📝 SummarXiv

Abstract

Hot dust-obscured galaxies (Hot DOGs), the most infrared (IR) luminous objects selected by the WISE all-sky mid-IR survey, have yielded a sample of intrinsically luminous quasars (QSOs) with obscured nuclear activity and hot dust temperatures. The molecular gas excitation properties have yet to be examined in detail under such extreme conditions. Here we study the most far-IR luminous \textit{WISE} Hot DOG W2246-0526, focusing on ALMA observations of the central host galaxy. Multi-J CO transition measurements at J=2-1, 5-4, 7-6, 12-11, and 17-16 provide the first self-consistent modeling constraints on the molecular gas and dust properties of any WISE Hot DOG to date, providing a benchmark for future studies of dust-obscured QSOs. We implement a state-of-the-art TUrbulent Non-Equilibrium Radiative transfer model (TUNER) that simultaneously models both the line and dust continuum measurements. The extreme CO spectral line energy distribution seems to turnover around the CO(12-11) transition, likely making this among the most highly excited galaxies ever reported.
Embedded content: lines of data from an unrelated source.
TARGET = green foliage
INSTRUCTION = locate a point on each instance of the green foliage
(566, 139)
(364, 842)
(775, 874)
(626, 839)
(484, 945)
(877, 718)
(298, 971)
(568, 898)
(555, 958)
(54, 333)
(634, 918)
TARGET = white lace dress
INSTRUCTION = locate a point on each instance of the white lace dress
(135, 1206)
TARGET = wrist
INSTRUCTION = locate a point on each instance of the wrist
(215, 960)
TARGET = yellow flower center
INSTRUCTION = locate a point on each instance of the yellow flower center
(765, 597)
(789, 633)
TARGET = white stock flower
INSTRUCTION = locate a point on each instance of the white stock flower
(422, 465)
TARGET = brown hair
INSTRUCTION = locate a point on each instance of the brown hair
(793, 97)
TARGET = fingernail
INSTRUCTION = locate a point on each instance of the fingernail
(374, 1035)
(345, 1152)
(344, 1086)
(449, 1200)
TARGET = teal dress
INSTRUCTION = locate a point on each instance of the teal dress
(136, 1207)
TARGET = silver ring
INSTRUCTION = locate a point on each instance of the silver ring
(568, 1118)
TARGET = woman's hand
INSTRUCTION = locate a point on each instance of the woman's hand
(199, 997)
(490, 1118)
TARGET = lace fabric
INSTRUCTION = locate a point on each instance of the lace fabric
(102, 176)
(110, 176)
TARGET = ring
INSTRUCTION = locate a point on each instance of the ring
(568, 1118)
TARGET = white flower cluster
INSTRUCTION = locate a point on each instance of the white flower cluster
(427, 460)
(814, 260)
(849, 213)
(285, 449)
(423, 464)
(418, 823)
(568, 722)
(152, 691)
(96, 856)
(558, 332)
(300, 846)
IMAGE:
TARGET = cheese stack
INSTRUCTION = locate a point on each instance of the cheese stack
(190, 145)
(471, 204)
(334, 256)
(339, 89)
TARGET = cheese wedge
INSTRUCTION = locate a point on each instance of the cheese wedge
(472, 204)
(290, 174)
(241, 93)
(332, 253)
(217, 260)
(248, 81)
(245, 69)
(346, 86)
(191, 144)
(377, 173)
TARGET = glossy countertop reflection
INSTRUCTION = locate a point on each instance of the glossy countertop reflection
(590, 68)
The model infers a molecular gas mass $\sim 8\times10^{10}$\,\Msun, and we conclude that J$\ge$3 CO line luminosities trace the bulk of the molecular gas mass for this extreme system unlike low-excitation conditions calibrated locally. W2246-0526 is a rapidly evolving system, with a high mean value of the molecular gas kinetic temperature versus dust temperature $T_\mathrm{k}$ / $T_\mathrm{d} \sim 4.3$. This may be due to the shocks and outflows injecting kinetic energy within the central kpc of this host that have previously been reported. These signs of highly excited molecular gas in W2246-0526 motivates obtaining well-sampled CO ladders in larger samples to better understand the conditions within these short-lived episodes associated with the most obscured supermassive black hole activity.